When I slammed the heavy solid teak and wrought iron front door behind me I could hear the panes of glass shaking from within their frames and the brass door knocker rattling on its hinges – like always. Yes, it was all too familiar, my father and I argued about my future almost every day, each of us hurling damning and venomous words at the other, hoping to land the perfect insult. He always won; he reasoned better than me, he was an attorney after all. The front door meant freedom from his unrelenting diatribe and I always turned in that direction; marching my determined feet down the corridor, gasping for fresh air, and distance from my abuser.
The crashing sound of doors colliding together only meant that particular argument was over, and not that my father conceded anything, he didn’t, his rules had hardened like concrete and nothing was going to break them loose. It usually took three hours more or less to calm my rage and suppress my feelings before limping back to my father’s house where we would sit together sharing the evening meal, like nothing ever happened.

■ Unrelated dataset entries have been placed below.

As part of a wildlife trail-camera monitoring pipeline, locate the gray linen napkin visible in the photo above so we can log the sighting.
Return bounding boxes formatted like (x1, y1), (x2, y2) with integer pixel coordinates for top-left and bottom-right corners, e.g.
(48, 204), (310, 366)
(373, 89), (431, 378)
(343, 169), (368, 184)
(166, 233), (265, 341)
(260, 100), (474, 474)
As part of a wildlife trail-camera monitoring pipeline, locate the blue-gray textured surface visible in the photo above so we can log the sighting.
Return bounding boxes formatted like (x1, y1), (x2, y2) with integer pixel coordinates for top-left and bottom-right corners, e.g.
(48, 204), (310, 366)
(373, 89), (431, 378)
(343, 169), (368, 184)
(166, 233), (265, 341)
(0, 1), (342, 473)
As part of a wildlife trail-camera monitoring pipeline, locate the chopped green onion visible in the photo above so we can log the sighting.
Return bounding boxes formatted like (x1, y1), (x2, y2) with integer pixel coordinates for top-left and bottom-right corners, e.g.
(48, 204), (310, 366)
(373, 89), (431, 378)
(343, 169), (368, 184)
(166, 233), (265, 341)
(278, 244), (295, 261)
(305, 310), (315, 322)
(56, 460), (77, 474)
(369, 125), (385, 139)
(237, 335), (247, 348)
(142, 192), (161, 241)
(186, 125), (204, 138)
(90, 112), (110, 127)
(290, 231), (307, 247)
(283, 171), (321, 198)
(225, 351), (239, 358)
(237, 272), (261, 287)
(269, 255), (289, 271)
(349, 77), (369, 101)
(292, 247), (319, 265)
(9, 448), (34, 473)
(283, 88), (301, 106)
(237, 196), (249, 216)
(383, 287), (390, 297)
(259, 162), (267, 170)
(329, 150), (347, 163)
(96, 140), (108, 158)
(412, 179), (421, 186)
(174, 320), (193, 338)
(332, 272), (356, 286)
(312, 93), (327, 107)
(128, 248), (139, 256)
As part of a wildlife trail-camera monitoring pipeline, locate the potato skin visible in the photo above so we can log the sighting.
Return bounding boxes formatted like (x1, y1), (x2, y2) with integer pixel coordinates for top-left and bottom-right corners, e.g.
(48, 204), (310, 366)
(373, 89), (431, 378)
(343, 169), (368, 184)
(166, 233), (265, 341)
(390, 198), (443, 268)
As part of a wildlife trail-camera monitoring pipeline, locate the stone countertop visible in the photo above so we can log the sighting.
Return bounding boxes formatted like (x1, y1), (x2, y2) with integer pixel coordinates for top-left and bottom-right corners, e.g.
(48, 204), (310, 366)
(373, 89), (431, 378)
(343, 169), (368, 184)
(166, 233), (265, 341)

My immaturity, my imagination, or my passion; one or all of them pulled me into the center ring to battle my father day after day. I wanted him to listen, to understand the fierce light in my eyes that lit a path different than his, but his rigid rules I couldn’t seem to live by and he couldn’t seem to loosen, continued to drive us further apart. Finally, the day had come when freedom from him had been offered and it was on the other side of that door – and this time, I was not coming back.
I resisted looking in the rear-view mirror; no to fear and no to misgivings, I only allowed myself to focus on Paris and the glorious life that waited for me there.
What went wrong?
Turned out my father had indelibly imprinted my mind. What? Right, he was the one person who had the deepest influence on me from birth through my formative years and therefore had left the deepest imprint. It didn’t matter how many miles separated us, his words, good and bad, impacted my entire decision making. The moment the door slammed shut I was physically alone, yes, but his words would ring like a timed alarm through the halls of my mind every darn day I fought to survive on the streets of Paris. I thought I was free of him, but I wasn’t – not really.
Turning twenty years old meant two long years had passed since a naive teenager named Jose Miguel arrived in Paris with dreams as big as an ocean. Not to be. Who was I to think I could achieve my dreams? Homelessness brought me to my knees and I was pleading to go home, and oh yes, now all I wanted was my father. Enter Savannah, my teacher, and the way to do just that – go home to my father.